O âmbito dos recursos, tal como resulta das disposições conjugadas dos art.ºs 635.º, n.º 4, 639.º, n.ºs 1 e 2 e 641.º, n.º 2, al. b) do Código de Processo Civil (doravante, CPC), é delimitado pelas conclusões das alegações do recorrente.
Isto, com ressalva das questões de conhecimento oficioso que ainda não tenham sido conhecidas com trânsito em julgado ou das que se prendem com a qualificação jurídica dos factos (cfr., a este propósito, o disposto nos art.ºs 608.º, n.º 2, 663.º, n.º 2 e 5.º, n.º 3 do CPC).
Assim, as principais questões que importa apreciar e decidir, neste recurso, são as seguintes:
a) conhecer da nulidade da sentença invocada pelos recorrentes, por falta de fundamentação (prevista na alínea b) do nº 1 do art. 615º do C.P.C.);
b) saber se é ou não admissível, no caso concreto, a coligação activa de embargantes.
***
III – Fundamentação

III – I. Da Fundamentação de facto
Os factos que aqui importa considerar e que, em função dos elementos constantes dos autos, se mostram provados, são os acima descritos no relatório desta decisão, os quais, por razões de economia processual, se dão aqui por integralmente reproduzidos.
***
III - II. Do objeto do recurso
           
a) Nulidade da sentença:

Os recorrentes invocam que a decisão recorrida enferma da nulidade prevista na alínea b) do nº 1 do art. 615º do C.P.C., respeitando a esta questão as conclusões 3.ª a 7.ª.
Para tanto, alegam, em suma, que a decisão recorrida não fundamenta a conclusão de que a apreciação das pretensões dos embargantes não depende da análise dos mesmos factos nem da aplicação das mesmas regras de direito.
Vejamos:
A nulidade aqui prevista ocorre quando a sentença “Não especifique os fundamentos de facto e de direito que justificam a decisão” e constitui uma consequência directa do incumprimento do disposto no art.º 607.º n.º 3 do C.P.C., que estabelece que o juiz deve “discriminar os factos que considera provados e indicar, interpretar e aplicar as normas jurídicas correspondentes, concluindo pela decisão final”.
Como tem vindo a ser entendido na doutrina e jurisprudência, pode conduzir a esta nulidade não só a absoluta falta de fundamentos de facto ou de direito [neste sentido, vide “Manuel de Processo Civil” de Antunes Varela, M. Bezerra e Sampaio e Nora, 2ª edição, 1985, pág. 687, e “Código de Processo Civil anotado” de José Lebre de Freitas, vol. 2º, Coimbra Editora, 2001, pág. 669], como também a sua insuficiência grave, em termos tais que não permitam ao destinatário da decisão judicial a perceção das razões de facto e de direito da decisão judicial (neste sentido, Acórdão do STJ de 02/03/2011, Proc. nº 161/05.2TBPRD.P1.S1, Rel.

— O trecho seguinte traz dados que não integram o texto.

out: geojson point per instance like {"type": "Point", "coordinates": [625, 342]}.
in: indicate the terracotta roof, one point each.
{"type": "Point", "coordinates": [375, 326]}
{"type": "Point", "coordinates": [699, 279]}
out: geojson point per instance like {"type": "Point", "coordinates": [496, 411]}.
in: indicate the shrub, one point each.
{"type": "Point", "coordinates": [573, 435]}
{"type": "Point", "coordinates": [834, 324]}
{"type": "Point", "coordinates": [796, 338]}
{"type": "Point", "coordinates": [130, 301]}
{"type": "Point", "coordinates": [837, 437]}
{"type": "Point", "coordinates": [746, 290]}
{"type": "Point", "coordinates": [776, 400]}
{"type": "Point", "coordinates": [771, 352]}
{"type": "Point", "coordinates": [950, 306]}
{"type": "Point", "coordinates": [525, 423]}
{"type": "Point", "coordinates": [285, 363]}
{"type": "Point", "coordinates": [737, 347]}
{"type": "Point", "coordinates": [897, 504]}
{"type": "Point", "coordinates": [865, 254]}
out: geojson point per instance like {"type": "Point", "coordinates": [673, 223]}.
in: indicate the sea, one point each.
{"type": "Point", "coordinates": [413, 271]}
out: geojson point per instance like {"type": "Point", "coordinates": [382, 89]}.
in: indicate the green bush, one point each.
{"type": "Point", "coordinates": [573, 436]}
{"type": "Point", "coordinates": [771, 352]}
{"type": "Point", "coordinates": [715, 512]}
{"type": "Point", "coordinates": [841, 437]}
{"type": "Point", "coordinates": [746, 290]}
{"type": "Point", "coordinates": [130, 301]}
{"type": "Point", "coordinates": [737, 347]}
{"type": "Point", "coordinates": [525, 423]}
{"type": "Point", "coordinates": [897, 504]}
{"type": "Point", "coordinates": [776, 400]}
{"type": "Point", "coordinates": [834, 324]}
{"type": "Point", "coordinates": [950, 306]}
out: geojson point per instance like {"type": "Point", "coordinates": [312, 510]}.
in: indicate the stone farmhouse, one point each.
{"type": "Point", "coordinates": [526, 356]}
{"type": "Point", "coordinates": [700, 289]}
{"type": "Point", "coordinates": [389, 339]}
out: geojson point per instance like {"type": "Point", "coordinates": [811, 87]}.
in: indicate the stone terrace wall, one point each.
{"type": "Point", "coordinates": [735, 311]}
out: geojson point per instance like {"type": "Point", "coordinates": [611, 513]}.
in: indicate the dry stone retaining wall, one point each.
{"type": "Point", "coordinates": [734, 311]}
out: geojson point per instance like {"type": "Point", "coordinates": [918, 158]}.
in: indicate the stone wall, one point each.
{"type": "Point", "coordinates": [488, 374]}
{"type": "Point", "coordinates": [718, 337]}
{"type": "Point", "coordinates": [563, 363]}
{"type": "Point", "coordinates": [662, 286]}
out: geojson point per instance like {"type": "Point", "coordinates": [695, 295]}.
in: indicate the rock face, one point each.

Cons. Sérgio Poças, disponível em www.dgsi.pt.).
No caso em apreço, tratando-se de uma decisão sobre uma excepção dilatória cujo conhecimento não depende de produção de prova, apenas estão em causa os respectivos fundamentos de direito.
Relativamente a estes, na decisão recorrida foi exposto o seguinte:
Conforme se anotou no despacho de 29.05.2025, embora a necessidade de embargar tenha resultado do decretamento da medida de cautelar de arresto, os factos de onde deriva a titularidade do direito de propriedade dos Embargantes em relação a cada grupo de bens apreendidos – e que geram a controvérsia quanto a essa matéria e justificam a propositura dos embargos – são autónomos entre si.
Com efeito, não obstante estar em causa, nos embargos de terceiro com fundamento no direito de propriedade, a determinação da existência desse direito na esfera de cada um dos embargantes, essas causas de aquisição são necessariamente diferentes, como, aliás, resulta patente do requerimento com a REFª: ...37, onde, a respeito de cada um dos bens arrestados à Embargante AA (saldos de contas bancárias, prédio descrito na Conservatória do Registo Predial sob o n.º ...28 e quota social), à Embargante EMP01... - Unipessoal, Lda (bens móveis e saldos bancários) e ao Embargante BB (veículo automóvel com a matrícula ..-..-RE), houve lugar à identificação da origem do facto aquisitivo do direito de propriedade, todos distintos entre si, e sem ligação entre os mesmos.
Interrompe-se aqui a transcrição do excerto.